Multi-modal Discourse Analysis of the Ethnographic Novel Representation of the Sri Lankan “No Fire Zone”
Abstract
This study is a qualitative multimodal discourse analysis of figures 8 and 9, Illustration of bombardment in a government-designated 'no fire zone' in Sri Lanka, 2009, of the graphic novel Vanni: A Family Struggle by Benjamin Dix, using the Sri Lankan Conflict. Although most of the current literature on the Sri Lankan conflict concentrates on the historical, political, or literary narration of the conflict, the ethnographic graphic novels as a multimodal expression of civilian sufferings have not been addressed well. The work is based on the Multimodal Theory and Visual Grammar of Kress and van Leeuwen, as well as the Cultural Violence Theory by Johan Galtung, which allows the researcher to examine the chosen panels in the graphic novel.

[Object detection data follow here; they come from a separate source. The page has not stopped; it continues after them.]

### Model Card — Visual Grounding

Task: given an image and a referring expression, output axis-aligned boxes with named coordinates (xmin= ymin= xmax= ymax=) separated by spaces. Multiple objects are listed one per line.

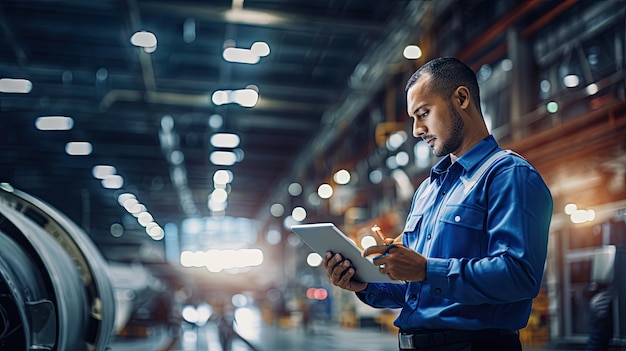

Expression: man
xmin=324 ymin=58 xmax=553 ymax=351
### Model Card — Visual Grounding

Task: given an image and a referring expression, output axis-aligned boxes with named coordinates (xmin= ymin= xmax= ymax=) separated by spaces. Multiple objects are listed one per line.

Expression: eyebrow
xmin=412 ymin=104 xmax=428 ymax=116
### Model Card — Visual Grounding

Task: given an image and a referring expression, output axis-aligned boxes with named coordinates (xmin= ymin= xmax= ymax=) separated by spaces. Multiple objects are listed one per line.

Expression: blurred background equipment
xmin=0 ymin=184 xmax=115 ymax=350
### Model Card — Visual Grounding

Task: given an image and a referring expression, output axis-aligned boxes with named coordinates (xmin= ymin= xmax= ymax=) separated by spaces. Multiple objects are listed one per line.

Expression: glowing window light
xmin=121 ymin=196 xmax=139 ymax=213
xmin=128 ymin=203 xmax=148 ymax=217
xmin=146 ymin=224 xmax=165 ymax=239
xmin=585 ymin=83 xmax=599 ymax=95
xmin=170 ymin=150 xmax=185 ymax=165
xmin=500 ymin=59 xmax=513 ymax=72
xmin=396 ymin=151 xmax=409 ymax=167
xmin=546 ymin=101 xmax=559 ymax=113
xmin=143 ymin=45 xmax=156 ymax=54
xmin=250 ymin=41 xmax=270 ymax=57
xmin=291 ymin=207 xmax=306 ymax=222
xmin=211 ymin=90 xmax=231 ymax=106
xmin=213 ymin=169 xmax=234 ymax=185
xmin=570 ymin=210 xmax=596 ymax=223
xmin=317 ymin=183 xmax=333 ymax=199
xmin=186 ymin=249 xmax=264 ymax=273
xmin=307 ymin=193 xmax=322 ymax=206
xmin=402 ymin=45 xmax=422 ymax=60
xmin=333 ymin=169 xmax=350 ymax=185
xmin=385 ymin=156 xmax=398 ymax=169
xmin=306 ymin=252 xmax=323 ymax=267
xmin=35 ymin=116 xmax=74 ymax=130
xmin=211 ymin=188 xmax=228 ymax=202
xmin=137 ymin=212 xmax=154 ymax=227
xmin=182 ymin=306 xmax=198 ymax=324
xmin=306 ymin=288 xmax=328 ymax=301
xmin=211 ymin=88 xmax=259 ymax=107
xmin=207 ymin=198 xmax=228 ymax=212
xmin=130 ymin=31 xmax=157 ymax=48
xmin=564 ymin=204 xmax=578 ymax=215
xmin=65 ymin=141 xmax=93 ymax=156
xmin=0 ymin=78 xmax=33 ymax=94
xmin=369 ymin=169 xmax=383 ymax=184
xmin=209 ymin=151 xmax=237 ymax=166
xmin=265 ymin=229 xmax=282 ymax=245
xmin=180 ymin=251 xmax=194 ymax=267
xmin=210 ymin=133 xmax=240 ymax=148
xmin=563 ymin=74 xmax=580 ymax=88
xmin=222 ymin=48 xmax=260 ymax=65
xmin=413 ymin=143 xmax=430 ymax=168
xmin=361 ymin=235 xmax=377 ymax=248
xmin=117 ymin=193 xmax=137 ymax=206
xmin=386 ymin=130 xmax=409 ymax=151
xmin=287 ymin=183 xmax=302 ymax=196
xmin=101 ymin=175 xmax=124 ymax=189
xmin=270 ymin=204 xmax=285 ymax=217
xmin=91 ymin=165 xmax=117 ymax=179
xmin=232 ymin=88 xmax=259 ymax=107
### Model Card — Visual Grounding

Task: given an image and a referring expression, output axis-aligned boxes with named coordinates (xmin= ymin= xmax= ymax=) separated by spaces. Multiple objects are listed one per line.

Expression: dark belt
xmin=398 ymin=329 xmax=517 ymax=350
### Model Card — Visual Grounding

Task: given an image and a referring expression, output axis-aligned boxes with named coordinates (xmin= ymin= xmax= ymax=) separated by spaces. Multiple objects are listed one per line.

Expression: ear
xmin=454 ymin=85 xmax=471 ymax=109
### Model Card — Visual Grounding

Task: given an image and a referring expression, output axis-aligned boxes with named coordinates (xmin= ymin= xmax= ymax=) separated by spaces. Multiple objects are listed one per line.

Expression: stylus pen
xmin=374 ymin=244 xmax=395 ymax=260
xmin=372 ymin=225 xmax=387 ymax=242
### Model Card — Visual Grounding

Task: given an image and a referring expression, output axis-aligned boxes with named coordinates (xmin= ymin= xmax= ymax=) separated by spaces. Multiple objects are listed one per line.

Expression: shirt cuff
xmin=426 ymin=258 xmax=450 ymax=296
xmin=356 ymin=283 xmax=380 ymax=304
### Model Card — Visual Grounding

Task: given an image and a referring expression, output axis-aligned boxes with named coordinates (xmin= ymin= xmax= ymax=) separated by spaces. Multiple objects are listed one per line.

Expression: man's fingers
xmin=363 ymin=245 xmax=389 ymax=257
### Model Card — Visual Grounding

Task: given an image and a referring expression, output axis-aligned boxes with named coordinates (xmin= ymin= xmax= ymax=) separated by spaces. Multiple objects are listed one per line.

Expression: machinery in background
xmin=0 ymin=183 xmax=115 ymax=351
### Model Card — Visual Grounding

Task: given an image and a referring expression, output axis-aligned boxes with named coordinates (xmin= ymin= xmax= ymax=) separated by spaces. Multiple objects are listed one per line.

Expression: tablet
xmin=291 ymin=223 xmax=401 ymax=283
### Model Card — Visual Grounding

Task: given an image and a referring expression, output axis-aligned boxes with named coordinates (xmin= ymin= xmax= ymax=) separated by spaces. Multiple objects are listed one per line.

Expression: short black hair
xmin=404 ymin=57 xmax=480 ymax=112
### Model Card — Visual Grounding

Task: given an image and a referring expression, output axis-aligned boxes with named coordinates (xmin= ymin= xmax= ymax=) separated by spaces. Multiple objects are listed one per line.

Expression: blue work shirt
xmin=357 ymin=135 xmax=553 ymax=330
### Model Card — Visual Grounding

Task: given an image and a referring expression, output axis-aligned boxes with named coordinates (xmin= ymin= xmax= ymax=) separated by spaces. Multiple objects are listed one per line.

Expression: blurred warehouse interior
xmin=0 ymin=0 xmax=626 ymax=350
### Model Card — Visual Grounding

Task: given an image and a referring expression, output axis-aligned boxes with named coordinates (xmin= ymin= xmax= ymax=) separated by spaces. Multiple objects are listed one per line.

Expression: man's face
xmin=407 ymin=75 xmax=465 ymax=157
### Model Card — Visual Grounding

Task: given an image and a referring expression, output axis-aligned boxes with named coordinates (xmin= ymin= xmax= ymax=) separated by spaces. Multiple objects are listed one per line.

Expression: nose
xmin=413 ymin=118 xmax=428 ymax=138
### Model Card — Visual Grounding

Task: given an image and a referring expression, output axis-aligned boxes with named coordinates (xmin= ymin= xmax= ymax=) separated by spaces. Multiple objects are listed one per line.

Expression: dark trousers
xmin=400 ymin=334 xmax=522 ymax=351
xmin=587 ymin=289 xmax=613 ymax=351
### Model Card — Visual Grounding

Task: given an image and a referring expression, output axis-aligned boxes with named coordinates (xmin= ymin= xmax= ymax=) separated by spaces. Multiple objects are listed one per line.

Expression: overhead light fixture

This is analyzed in terms of visual means like framing, gaze, layout, desaturation of color, and onomatopoeic words. All these aspects show how fear, displacement, powerlessness, and normalized violence can be depicted visually. The invisibility of civilian victims is also helped by the invisibility of the perpetrators, who are not always visible in the dominant war discourses. The results reveal that Vanni is a multimodal ethnography that questions the official accounts about the security in the No Fire Zone. This paper employed multimodal discourse analysis and cultural violence theory to emphasize how the graphic novel contributes to giving marginalized voices of Tamil and how structural and symbolic violence have been normalized.
Keywords: Multimodality, trauma, violence, Interactive meaning, Compositional meaning, Representational meaning, Vanni, War.